だからこそ、気を付けて雪かきをしなければなりません。一番大事なのは「足を並行にしないこと」です。足を横に平行にした状態で雪かきを行うと、そのまま腰から屈む事になり、ただ単に、腰を屈める作業としても上半身の体重の7倍から10倍の力がかかるもので、足を平行にした状態で雪かきを行うと、スコップに乗せた雪の重みも伝わるので、腰への負担はさらに倍以上の力が腰へ降りかかります。
さらに負荷は強くなると、それこそ問題です。腰にある椎間板しかり、筋肉にも支える力の限界が存在します。ましてや、雪かきは一回では終わりませんので、その行動を繰り返してしまえば相当なストレスとなり腰痛やぎっくり腰に繋がります。

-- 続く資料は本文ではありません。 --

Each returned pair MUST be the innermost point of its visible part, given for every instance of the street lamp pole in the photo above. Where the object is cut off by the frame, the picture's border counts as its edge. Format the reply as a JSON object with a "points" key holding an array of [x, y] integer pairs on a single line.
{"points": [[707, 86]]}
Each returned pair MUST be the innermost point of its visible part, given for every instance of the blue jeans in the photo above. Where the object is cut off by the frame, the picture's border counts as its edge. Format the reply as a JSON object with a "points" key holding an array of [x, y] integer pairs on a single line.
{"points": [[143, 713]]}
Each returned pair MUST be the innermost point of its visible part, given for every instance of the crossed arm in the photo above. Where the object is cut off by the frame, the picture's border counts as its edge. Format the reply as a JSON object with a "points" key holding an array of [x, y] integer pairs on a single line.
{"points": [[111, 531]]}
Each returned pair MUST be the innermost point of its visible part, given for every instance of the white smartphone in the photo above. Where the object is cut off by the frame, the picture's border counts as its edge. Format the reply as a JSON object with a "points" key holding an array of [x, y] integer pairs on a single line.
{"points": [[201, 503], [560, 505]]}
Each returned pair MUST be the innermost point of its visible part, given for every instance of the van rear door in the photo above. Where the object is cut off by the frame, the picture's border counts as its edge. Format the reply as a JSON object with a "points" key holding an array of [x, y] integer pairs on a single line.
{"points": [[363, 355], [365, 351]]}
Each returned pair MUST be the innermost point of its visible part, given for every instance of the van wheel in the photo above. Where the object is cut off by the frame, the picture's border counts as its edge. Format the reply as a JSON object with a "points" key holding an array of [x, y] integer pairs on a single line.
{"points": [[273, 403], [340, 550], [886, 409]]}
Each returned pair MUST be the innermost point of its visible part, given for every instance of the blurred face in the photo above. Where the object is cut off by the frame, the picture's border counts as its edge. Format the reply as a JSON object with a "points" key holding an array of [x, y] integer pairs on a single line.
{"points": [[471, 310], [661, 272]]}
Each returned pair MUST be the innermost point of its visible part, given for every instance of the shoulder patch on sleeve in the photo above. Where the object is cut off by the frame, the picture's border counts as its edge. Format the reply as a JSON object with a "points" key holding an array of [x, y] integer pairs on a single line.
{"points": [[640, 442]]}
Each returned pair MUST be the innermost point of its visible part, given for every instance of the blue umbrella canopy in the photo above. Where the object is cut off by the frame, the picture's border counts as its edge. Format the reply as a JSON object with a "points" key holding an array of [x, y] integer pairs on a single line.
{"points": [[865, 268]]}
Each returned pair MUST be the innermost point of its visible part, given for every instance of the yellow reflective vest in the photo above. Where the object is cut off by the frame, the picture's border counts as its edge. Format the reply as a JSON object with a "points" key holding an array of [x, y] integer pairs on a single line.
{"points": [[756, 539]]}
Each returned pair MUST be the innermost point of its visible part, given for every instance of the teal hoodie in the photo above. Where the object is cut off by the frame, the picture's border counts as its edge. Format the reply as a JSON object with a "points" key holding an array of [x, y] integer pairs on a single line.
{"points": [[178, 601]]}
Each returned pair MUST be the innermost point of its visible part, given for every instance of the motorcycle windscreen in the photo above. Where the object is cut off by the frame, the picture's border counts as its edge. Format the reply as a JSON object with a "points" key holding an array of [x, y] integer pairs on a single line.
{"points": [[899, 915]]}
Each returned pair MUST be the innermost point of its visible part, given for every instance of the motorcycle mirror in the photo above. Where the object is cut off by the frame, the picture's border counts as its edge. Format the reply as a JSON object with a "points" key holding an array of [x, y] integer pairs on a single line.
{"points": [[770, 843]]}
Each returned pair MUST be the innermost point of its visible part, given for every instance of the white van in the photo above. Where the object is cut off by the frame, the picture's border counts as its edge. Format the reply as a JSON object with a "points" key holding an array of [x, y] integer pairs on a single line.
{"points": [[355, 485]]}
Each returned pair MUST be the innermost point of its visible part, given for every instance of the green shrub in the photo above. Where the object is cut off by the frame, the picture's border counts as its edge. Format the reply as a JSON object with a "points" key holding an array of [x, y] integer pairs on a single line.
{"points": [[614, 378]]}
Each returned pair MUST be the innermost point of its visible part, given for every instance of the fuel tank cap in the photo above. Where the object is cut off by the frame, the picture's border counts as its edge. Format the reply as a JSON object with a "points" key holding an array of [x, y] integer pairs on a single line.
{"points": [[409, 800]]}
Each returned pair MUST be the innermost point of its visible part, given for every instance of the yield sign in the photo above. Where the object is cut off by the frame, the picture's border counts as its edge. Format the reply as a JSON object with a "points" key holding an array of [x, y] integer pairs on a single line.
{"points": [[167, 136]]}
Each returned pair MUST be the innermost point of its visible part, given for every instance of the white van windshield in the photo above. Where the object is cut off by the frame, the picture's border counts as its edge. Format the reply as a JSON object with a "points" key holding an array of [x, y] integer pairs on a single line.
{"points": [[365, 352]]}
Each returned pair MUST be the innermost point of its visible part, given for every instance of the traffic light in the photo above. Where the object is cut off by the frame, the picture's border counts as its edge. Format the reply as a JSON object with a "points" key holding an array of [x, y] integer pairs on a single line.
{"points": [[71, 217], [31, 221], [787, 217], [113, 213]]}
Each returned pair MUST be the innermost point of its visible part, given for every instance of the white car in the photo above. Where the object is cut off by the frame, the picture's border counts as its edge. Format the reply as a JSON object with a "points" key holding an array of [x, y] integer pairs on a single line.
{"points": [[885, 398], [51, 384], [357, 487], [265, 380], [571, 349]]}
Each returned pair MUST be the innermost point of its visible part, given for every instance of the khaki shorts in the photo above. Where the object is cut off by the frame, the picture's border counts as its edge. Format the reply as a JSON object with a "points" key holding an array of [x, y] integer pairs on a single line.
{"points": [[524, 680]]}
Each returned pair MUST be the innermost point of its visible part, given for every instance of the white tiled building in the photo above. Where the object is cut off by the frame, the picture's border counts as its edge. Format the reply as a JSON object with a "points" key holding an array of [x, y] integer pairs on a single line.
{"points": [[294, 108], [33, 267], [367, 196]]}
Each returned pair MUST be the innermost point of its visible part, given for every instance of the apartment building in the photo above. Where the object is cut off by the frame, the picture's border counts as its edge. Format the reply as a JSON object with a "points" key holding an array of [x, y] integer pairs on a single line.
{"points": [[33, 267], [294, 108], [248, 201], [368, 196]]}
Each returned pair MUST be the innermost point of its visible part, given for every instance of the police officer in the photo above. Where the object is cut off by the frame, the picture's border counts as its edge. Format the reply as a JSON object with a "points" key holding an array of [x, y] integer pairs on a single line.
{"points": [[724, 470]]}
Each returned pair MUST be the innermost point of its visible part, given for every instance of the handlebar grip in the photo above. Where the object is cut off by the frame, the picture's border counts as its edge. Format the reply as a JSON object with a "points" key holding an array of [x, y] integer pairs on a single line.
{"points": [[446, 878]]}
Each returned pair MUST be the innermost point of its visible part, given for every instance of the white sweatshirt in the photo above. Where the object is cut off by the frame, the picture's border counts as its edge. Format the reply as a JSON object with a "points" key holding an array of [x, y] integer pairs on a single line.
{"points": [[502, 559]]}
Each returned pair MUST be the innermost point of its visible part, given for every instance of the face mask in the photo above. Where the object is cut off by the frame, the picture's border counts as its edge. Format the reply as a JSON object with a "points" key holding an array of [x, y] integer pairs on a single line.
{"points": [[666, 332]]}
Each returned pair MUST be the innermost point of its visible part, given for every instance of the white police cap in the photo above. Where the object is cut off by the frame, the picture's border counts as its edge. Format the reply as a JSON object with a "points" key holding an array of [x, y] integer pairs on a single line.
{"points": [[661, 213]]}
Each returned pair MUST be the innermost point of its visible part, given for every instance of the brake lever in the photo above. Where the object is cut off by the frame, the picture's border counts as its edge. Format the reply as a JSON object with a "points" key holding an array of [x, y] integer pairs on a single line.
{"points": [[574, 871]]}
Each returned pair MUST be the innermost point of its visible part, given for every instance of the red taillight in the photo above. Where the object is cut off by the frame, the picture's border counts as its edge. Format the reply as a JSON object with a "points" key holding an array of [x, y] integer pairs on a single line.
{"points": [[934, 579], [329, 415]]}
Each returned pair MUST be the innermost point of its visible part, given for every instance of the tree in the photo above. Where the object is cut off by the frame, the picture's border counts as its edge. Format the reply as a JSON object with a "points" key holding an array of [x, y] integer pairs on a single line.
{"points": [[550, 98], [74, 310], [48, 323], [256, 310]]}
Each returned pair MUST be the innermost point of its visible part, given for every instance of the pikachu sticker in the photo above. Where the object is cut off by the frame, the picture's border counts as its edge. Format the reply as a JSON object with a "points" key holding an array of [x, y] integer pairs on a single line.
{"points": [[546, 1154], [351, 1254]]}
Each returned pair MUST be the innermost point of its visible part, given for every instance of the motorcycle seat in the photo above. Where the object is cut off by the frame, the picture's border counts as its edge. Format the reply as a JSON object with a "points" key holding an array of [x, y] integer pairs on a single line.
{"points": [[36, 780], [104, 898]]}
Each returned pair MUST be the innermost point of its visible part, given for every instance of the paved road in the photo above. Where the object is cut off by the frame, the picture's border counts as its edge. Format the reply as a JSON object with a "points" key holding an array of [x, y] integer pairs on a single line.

また、足を並行にしないことは重心の安定に繋がります。相撲や柔道などでは足が平行になることを足が揃うといい、この状態になると相手から投げられやすくなってしまうので、常に足を並行にしないように構えを取るものです。足を並行にしなければそれだけ、身体のバランスをとりやすく、負担を少なくすることができるのです。
では、足を並行にしないとするならばどのようにすればいいかというと、片足を並行から少しでも前に踏み出せばいいのです。つまり平行に開くのではなく、少しでもいいから「足を前後に開く」のです。足を平行にして身体を屈め横移動で雪かきをすると腰への負担が強くなります。少しでも足を前後に開いて膝を曲げ前後方向に雪かきを行うと、腰への負担が格段に減ります。前後に開いた状態で行うだけでいいのです。
雪かきをしなければ済むのかもしれませんが、やはりそういう状況になれば雪かきをしなければなりません。もちろん、雪かきは大変ですから、途中で休んだり、腰を後ろに伸ばしたりしながらも行ってほしいものです。雪かきに一生懸命になるのは仕方ないとしても、ちょっとの工夫で腰痛になるリスクを回避できることはとても大事です。これは普段の動作にも当然応用できます。ついつい、足を平行して屈む事が多いですが、ちょっと足を前後に開くようにしてもらうだけで立派な腰痛対策になるものです。
今年もまだまだ雪が降る可能性は残っていますし、またこれは来年以降でもできることであります。、ぜひ無理をせず腰痛への予防を行ってください。